Rob Davis adapte magnifiquement Don Quichotte d’après le roman de Cervantès. La stratification du récit en histoires enchassées est très bien rendue graphiquement, et tout l’humour de situation se retrouve dans les dialogues truculents. Le résultat est à mille lieues du traitement très académique de la version des Les Grands Classiques de la littérature française en bande dessinée par Philippe Chanoinat, Djian et David Pellet.

Faut pas prendre les cons pour des gens (Emmanuel Reuzé, Nicolas Rouhaud) use un peu de la répétition d’une même vignette avec des dialogues différents, mais j’aime bien cet humour iconoclaste, surtout lorsqu’il épingle la politique éducative.

Je suis tombé sur l’album du Génie des alpages : les Intondables de F’Murr. J’adore ces petites brebis espiègles, le bélier Romuald, leur berger Athanase et son chien, accompagnés qu’une quantité de personnages plus ou moins récurrents qui remplissent les pages avec des scènes de fond.

Glace (Matthew Dooley) décrit un vendeur ambulant qui doit faire face à un concurrent déterminé à lui voler son quartier, dans une petite ville d’Angleterre. Il est entouré de personnages populaires lambda, placides mais attachants avec leurs marottes et habitudes. L’ensemble est gentillet mais plaisant.

Coutoo est album solo d’Andreas sur un tueur mystérieux dont les pensées sont retransmises par un jeune garçon médiumnique. On retrouve le découpage graphique et scénaristique caractéristiques de l’auteur, même si l’histoire est moins efficace que ses séries phares.

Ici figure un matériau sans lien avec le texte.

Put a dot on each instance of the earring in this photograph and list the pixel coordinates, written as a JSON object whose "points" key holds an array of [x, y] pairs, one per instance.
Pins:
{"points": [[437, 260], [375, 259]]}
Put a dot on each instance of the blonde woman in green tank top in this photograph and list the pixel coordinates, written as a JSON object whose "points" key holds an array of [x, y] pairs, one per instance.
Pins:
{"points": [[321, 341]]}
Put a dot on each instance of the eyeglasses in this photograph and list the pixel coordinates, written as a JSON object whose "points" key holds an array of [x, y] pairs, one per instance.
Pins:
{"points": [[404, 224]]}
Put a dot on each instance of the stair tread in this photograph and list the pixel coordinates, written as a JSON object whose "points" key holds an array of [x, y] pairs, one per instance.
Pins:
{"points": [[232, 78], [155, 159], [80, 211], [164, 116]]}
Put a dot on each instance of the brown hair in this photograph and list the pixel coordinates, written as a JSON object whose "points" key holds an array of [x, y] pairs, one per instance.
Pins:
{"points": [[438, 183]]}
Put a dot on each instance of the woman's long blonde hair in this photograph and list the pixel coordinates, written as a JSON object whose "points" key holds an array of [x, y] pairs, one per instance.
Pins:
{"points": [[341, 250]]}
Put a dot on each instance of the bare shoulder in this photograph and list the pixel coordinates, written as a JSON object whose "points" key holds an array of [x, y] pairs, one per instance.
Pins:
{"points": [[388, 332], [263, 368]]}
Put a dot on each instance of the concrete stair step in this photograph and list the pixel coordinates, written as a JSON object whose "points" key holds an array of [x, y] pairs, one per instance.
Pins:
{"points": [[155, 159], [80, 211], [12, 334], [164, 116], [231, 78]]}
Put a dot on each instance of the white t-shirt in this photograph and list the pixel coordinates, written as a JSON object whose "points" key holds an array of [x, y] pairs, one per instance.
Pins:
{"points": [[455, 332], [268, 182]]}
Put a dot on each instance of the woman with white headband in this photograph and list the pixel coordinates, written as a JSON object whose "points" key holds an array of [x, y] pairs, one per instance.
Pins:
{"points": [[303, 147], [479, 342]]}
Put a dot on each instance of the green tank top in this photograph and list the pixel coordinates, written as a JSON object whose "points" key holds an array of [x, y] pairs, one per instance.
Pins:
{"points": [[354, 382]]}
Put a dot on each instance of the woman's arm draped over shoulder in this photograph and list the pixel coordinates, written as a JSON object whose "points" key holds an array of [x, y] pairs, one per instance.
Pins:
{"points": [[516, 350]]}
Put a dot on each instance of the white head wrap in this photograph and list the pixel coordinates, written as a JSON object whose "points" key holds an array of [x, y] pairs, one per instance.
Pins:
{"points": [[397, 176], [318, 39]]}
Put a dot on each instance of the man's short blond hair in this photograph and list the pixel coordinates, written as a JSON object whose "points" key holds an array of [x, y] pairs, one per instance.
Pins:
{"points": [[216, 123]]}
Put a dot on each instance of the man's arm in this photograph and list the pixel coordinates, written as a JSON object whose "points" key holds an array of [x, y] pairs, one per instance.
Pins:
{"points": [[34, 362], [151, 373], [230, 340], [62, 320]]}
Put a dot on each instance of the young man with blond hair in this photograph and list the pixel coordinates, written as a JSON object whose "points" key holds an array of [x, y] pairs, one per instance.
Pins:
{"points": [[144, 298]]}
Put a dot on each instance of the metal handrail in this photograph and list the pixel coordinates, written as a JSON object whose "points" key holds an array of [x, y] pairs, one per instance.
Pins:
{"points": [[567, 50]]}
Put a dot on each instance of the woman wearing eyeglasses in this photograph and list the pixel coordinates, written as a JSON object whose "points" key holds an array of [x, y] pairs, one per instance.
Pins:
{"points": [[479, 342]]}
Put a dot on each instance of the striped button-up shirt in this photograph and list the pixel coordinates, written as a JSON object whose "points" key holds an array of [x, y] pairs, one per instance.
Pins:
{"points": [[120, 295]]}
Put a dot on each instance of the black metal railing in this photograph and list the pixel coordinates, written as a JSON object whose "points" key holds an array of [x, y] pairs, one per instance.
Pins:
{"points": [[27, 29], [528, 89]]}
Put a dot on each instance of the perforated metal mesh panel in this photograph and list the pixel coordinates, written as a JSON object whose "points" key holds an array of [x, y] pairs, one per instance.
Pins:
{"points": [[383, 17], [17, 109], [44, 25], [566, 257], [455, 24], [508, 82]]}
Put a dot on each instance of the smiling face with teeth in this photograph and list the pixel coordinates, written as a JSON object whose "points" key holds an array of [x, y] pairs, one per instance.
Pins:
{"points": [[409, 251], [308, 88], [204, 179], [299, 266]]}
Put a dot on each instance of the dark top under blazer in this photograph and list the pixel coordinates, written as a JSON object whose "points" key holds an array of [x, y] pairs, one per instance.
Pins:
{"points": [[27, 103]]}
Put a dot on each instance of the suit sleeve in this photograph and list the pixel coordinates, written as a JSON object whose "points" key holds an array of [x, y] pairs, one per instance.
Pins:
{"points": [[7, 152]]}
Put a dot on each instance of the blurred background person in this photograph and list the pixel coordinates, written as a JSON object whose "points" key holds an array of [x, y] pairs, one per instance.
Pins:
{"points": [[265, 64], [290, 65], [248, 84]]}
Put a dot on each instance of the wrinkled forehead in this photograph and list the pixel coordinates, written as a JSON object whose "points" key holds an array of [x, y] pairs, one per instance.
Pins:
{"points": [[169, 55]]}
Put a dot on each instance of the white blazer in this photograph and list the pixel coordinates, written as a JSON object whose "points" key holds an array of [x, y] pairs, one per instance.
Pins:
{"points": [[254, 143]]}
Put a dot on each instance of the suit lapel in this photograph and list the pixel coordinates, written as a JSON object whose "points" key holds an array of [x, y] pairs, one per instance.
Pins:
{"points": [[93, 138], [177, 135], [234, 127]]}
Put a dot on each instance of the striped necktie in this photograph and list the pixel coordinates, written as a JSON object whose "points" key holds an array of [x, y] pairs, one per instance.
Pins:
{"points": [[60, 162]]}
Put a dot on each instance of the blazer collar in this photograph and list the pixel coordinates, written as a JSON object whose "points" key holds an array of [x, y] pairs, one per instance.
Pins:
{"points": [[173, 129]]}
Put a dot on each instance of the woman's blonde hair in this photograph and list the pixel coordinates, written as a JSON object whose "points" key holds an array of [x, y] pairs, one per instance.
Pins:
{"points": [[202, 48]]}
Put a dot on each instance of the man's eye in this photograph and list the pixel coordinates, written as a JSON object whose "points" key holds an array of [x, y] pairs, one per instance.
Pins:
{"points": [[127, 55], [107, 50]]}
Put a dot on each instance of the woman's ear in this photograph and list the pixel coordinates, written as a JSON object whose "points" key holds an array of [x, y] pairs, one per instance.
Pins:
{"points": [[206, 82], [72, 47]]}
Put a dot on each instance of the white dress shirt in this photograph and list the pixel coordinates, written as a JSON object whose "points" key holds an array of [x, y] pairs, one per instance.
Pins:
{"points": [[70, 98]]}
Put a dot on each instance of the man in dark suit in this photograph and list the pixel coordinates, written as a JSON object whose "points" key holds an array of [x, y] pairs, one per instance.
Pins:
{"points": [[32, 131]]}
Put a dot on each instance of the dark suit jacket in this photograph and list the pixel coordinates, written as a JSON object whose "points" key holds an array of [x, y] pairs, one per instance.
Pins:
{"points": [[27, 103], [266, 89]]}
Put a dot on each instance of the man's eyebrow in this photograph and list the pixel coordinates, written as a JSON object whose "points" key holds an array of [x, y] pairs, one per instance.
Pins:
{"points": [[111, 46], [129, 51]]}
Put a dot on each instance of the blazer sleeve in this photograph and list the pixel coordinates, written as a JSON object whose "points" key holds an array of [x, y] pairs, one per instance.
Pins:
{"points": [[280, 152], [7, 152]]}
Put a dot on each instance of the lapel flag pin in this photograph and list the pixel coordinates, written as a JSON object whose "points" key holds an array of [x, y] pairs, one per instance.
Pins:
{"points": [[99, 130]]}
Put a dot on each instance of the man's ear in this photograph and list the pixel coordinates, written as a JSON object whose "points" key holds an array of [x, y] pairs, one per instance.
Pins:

Anita Bomba est une feuilleton de Cromwell et Gratien en 5 tomes décrivant une aventurière poseuse de bombes et un robot aux multiples personnalités et pas tout à fait fiable. Le scénario foutraque et le dessin assez sombre (évoquant un peu le style de Loisel) ne m’ont pas particulièrement accroché.

Le Feul est un cycle de trois tomes de Gaudin et Peynet, sur quelques êtres plus ou moins humains en quête d’un remède ou d’une explication au mal qui ronge les populations d’une civilisation en races bien distinctes avec une très faible technologie. Les personnages ne sortent pas vraiment de l’archétype dans lesquels ils sont placés d’emblée.